CÁDIZ CF

La durísima despedida de Cordero: «Es un cese injusto, desproporcionado y sucio»

El exdirector deportivo pide paz institucional tanto a Vizcaíno como a Quique Pina

Por  12:18 h.

Juan Carlos Cordero ha comparecido en la mañana de este martes en el Ramón de Carranza. El exdirector deportivo ha lanzado primero estas palabras antes de responder a las preguntas de los periodistas.

“He comparecido sin jugadores ni entrenadores para no entorpecer. Es una despedida pacífica, señorial, tranquila. Me voy de la misma forma en que llegué. Me gustaría que el ruido del cese fuese por mi trabajo y profesionalidad, no por la despedida. Me siento afortunado y contento porque no me he doblegado ante los egos de los dueños, me he mantenido firme, fiel a mi plantilla, al entrenador y a la afición.

Nunca pensé que podía ser director deportivo de este club cuando llegué del Ciudad de Murcia. Vi la grandeza de este club, con momentos buenos y también malos.

Nos echan a mi familia y a mí. Esa es la realidad (se emociona, sin poder reprimir sus lágrimas). Me voy triste y dolido porque es un cese injusto, desproporcionado y sucio. He trabajado con honestidad y libertad absoluta.

He dado estabilidad deportiva y equilibrio al primer equipo y la plantilla. He consolidado al equipo en Segunda A, he dado estabilidad a la cantera con el ascenso de Manu Vallejo y la mejor temporada del filial en su historia. He fichado a coste cero la mayoría de jugadores generando plusvalías históricas. Por dos temporadas consecutivas, la dirección deportiva ha salvado al club de problemas económicos graves. El primer verano por la venta de Aridane y la segunda por Lucas Bijker y Álvaro. Que vinieran a coste cero fue trabajo mío.

Habré cometido errores pero en la balanza el saldo es positivo. Dejo para adaptarme al control financiero más de un millón y medio de euros. Ojalá que cuando yo llegué hubiera tenido algo, porque tenía un saldo negativo. Más del 90% de los jugadores es propiedad del club, activos que pueden superar los ocho y diez millones de euros.

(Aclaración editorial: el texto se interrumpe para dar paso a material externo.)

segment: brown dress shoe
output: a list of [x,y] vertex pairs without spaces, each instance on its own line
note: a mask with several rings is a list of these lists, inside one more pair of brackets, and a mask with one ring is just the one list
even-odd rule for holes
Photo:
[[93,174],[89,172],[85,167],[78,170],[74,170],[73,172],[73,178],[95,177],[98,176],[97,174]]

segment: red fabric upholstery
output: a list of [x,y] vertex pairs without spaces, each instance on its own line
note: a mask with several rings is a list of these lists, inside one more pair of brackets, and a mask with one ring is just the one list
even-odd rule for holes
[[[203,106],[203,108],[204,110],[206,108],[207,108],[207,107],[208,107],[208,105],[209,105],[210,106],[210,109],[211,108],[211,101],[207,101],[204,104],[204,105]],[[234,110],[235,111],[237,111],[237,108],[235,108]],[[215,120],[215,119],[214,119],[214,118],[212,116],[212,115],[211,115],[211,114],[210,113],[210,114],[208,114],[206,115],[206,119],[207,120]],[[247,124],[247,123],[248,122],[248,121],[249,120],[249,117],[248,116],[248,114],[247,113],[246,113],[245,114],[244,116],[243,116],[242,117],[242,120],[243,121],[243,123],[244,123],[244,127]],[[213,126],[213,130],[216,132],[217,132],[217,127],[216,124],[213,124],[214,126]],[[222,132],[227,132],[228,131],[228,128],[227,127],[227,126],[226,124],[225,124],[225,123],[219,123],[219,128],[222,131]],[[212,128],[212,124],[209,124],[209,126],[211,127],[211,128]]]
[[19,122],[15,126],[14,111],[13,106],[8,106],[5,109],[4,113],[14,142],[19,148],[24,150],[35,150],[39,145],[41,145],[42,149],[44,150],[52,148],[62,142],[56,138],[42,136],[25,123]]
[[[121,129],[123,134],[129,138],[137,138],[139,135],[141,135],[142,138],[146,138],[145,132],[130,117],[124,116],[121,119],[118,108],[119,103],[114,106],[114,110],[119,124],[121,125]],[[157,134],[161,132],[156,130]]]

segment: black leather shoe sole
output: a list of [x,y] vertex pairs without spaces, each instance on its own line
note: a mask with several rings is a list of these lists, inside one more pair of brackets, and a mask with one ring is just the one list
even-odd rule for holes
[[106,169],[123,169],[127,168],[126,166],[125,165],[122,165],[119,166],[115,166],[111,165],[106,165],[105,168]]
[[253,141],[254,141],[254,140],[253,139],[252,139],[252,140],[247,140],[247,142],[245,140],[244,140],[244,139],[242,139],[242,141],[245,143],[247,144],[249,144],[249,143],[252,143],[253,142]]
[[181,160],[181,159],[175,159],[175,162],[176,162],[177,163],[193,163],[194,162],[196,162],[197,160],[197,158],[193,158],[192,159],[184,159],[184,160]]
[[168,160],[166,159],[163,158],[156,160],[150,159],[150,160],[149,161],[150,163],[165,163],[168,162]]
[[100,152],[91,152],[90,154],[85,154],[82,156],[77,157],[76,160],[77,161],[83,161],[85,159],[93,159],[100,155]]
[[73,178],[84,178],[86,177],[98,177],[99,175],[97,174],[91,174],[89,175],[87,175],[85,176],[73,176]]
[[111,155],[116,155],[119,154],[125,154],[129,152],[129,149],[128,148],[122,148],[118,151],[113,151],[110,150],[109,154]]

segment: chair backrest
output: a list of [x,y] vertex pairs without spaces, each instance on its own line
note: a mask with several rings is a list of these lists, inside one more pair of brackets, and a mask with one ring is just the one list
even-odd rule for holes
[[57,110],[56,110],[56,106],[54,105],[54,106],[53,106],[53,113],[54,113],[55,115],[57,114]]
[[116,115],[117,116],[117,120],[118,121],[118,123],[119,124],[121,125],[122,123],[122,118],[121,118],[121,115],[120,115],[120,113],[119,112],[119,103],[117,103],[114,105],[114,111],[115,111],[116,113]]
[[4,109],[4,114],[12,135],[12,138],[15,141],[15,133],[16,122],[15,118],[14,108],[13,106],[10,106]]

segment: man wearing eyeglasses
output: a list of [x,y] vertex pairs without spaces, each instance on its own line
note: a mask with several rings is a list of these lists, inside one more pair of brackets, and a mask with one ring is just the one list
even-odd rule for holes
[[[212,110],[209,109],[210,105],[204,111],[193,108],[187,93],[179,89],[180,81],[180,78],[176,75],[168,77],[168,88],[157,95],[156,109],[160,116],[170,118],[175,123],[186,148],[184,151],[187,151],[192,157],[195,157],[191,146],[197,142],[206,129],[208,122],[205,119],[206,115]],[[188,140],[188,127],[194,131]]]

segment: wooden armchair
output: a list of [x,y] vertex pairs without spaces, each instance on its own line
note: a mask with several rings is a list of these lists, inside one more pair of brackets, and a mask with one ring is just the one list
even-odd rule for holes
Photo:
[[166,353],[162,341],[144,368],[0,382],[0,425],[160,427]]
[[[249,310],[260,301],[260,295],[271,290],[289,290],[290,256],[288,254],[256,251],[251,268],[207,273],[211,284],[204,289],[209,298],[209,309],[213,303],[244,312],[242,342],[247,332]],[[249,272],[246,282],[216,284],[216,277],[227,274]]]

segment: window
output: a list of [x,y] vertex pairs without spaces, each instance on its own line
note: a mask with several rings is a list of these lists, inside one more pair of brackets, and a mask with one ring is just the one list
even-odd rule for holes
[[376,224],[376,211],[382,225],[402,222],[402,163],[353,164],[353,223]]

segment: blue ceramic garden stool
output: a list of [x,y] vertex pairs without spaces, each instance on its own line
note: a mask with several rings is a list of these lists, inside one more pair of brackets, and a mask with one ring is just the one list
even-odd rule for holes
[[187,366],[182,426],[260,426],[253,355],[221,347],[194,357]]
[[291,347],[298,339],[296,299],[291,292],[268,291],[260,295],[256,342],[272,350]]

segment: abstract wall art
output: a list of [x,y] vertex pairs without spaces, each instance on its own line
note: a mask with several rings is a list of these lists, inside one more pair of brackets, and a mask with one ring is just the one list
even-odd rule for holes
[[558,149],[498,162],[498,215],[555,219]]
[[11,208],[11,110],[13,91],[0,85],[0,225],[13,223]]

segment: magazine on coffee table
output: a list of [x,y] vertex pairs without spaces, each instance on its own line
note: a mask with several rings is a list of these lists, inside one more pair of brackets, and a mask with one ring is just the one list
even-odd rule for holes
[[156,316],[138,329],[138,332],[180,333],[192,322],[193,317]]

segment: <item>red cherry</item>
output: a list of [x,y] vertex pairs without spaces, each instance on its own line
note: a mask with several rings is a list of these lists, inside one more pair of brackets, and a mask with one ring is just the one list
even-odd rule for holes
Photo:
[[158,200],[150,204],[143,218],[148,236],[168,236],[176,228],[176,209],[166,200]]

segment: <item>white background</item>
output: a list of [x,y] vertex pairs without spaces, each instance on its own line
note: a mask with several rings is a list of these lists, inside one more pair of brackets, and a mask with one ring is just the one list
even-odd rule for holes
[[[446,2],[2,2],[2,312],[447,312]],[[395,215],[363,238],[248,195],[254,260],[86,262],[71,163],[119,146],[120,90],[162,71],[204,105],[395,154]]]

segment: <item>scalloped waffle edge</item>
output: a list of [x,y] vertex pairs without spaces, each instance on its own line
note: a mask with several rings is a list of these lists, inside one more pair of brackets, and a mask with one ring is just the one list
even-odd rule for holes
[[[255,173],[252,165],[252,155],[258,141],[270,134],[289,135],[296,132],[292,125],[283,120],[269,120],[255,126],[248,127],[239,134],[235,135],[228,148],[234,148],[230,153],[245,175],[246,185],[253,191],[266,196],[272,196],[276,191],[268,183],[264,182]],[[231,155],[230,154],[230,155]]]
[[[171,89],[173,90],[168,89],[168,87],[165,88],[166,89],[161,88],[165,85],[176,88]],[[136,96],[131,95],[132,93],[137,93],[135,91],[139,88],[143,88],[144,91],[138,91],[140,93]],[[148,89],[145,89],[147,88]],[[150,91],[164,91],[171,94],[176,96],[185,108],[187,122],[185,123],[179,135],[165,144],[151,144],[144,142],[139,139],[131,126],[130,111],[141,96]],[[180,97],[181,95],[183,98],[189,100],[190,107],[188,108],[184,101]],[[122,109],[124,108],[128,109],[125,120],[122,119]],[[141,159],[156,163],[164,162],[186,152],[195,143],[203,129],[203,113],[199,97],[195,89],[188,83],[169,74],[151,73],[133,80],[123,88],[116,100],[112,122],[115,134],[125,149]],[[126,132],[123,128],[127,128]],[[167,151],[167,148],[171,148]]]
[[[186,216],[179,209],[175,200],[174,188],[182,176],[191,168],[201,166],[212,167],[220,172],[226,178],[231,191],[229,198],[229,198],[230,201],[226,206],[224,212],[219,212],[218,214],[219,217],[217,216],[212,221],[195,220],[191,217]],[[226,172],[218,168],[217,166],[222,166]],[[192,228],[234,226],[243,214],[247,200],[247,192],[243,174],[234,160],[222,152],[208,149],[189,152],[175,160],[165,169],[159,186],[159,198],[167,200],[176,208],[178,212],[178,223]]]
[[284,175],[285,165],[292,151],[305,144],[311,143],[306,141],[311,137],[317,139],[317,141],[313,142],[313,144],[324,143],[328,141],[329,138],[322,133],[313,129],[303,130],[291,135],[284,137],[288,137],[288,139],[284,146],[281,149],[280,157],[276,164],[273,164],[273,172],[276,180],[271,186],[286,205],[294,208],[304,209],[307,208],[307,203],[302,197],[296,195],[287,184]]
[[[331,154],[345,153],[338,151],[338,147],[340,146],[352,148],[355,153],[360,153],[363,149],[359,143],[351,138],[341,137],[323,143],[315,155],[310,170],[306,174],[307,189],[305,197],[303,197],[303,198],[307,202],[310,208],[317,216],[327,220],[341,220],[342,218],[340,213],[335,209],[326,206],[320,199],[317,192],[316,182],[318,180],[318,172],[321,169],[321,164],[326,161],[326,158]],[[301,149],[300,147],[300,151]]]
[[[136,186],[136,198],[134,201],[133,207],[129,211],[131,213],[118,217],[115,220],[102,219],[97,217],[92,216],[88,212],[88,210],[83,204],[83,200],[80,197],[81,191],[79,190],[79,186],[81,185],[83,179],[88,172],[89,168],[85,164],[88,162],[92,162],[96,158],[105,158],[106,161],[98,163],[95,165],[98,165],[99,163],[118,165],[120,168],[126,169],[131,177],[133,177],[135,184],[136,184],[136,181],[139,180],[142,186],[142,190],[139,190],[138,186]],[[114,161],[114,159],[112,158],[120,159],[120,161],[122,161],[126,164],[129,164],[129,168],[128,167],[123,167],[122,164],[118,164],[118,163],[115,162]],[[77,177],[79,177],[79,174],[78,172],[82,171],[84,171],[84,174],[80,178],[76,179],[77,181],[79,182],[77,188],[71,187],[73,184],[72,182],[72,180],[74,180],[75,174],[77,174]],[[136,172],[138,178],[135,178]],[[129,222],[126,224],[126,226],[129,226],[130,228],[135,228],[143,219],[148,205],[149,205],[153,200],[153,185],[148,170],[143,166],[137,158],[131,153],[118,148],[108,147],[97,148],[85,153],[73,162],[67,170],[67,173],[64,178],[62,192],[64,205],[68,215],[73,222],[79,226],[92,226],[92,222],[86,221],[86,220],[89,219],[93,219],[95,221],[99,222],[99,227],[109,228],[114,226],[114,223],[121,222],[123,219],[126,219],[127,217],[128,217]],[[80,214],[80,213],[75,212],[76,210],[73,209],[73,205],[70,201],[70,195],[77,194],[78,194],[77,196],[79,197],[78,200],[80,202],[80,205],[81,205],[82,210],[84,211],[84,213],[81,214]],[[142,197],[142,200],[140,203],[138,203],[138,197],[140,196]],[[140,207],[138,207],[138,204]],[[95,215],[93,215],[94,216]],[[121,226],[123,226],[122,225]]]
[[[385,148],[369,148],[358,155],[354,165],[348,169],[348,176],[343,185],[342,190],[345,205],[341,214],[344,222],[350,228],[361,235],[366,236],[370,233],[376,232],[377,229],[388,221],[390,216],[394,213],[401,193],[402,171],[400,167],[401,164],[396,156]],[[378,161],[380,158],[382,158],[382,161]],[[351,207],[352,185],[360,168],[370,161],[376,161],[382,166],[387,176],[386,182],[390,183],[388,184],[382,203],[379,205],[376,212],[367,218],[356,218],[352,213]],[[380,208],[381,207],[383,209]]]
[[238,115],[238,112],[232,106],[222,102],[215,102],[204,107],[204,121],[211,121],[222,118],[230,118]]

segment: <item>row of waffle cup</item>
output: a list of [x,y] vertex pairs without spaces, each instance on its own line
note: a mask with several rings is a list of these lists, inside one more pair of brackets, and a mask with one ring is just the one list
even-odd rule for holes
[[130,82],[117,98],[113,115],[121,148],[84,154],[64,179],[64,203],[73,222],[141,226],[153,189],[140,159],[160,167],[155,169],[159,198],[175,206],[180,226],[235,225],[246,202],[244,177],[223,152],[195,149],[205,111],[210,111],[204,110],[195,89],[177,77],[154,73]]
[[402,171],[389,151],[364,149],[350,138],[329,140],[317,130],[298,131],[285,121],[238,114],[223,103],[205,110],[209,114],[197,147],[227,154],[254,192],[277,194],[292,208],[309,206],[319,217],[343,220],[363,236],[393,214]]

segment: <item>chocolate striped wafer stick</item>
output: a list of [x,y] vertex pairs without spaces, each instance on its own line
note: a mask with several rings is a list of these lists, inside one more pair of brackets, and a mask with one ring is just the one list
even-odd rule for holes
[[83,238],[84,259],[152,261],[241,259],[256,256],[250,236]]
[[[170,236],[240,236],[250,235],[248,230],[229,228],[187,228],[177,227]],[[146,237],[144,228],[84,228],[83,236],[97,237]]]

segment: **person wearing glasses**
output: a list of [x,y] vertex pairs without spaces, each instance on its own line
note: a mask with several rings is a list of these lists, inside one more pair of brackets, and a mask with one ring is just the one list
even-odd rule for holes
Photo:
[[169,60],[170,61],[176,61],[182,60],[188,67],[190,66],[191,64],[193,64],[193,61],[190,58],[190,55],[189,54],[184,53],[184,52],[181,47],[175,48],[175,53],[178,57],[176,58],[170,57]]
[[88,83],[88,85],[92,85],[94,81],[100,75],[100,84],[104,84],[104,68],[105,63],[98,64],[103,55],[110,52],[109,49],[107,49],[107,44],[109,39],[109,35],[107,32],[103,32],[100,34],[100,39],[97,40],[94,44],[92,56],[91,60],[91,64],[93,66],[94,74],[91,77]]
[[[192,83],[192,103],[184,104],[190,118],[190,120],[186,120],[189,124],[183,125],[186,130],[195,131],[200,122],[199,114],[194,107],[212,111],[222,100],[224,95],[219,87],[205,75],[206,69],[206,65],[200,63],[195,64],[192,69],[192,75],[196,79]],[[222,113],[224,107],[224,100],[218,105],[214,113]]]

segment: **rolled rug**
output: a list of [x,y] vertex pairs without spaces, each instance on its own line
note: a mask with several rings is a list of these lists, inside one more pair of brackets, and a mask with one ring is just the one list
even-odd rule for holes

Quiero dar las gracias al cuerpo técnico y a los jugadores por su madurez. Otro vestuario hubiera explotado. Se han vivido momentos insostenibles.

Soy víctima de una guerra. Soy buen director deportivo, buen tío y por terceros me marcho. No sé muy bien por qué. ¿Y eso quién se lo dice a mis hijos, que soy un buen director deportivo? Cuando se despiden llorando del colegio… Él no. El mismo que felicita a mi mujer por su santo, que manda una corona de flores cuando fallece mi suegra, que felicita por el aniversario a mis padres, que se acuerda de mis hijos… el mismo que apuñala a su padre por la espalda. Lo afronto con entereza. Me voy con el coche cargado hasta arriba.

Voy a pedir paz institucional entre los dueños de este club. He estado dos años aguantando una guerra infernal que no ha afectado al vestuario. No han salido declaraciones de dentro, se han mantenido con entereza. Vizcaíno y Pina he de decir que han respetado mi parcela. Pero ahora les pediría que buscaran la paz institucional, porque se lo van a cargar”.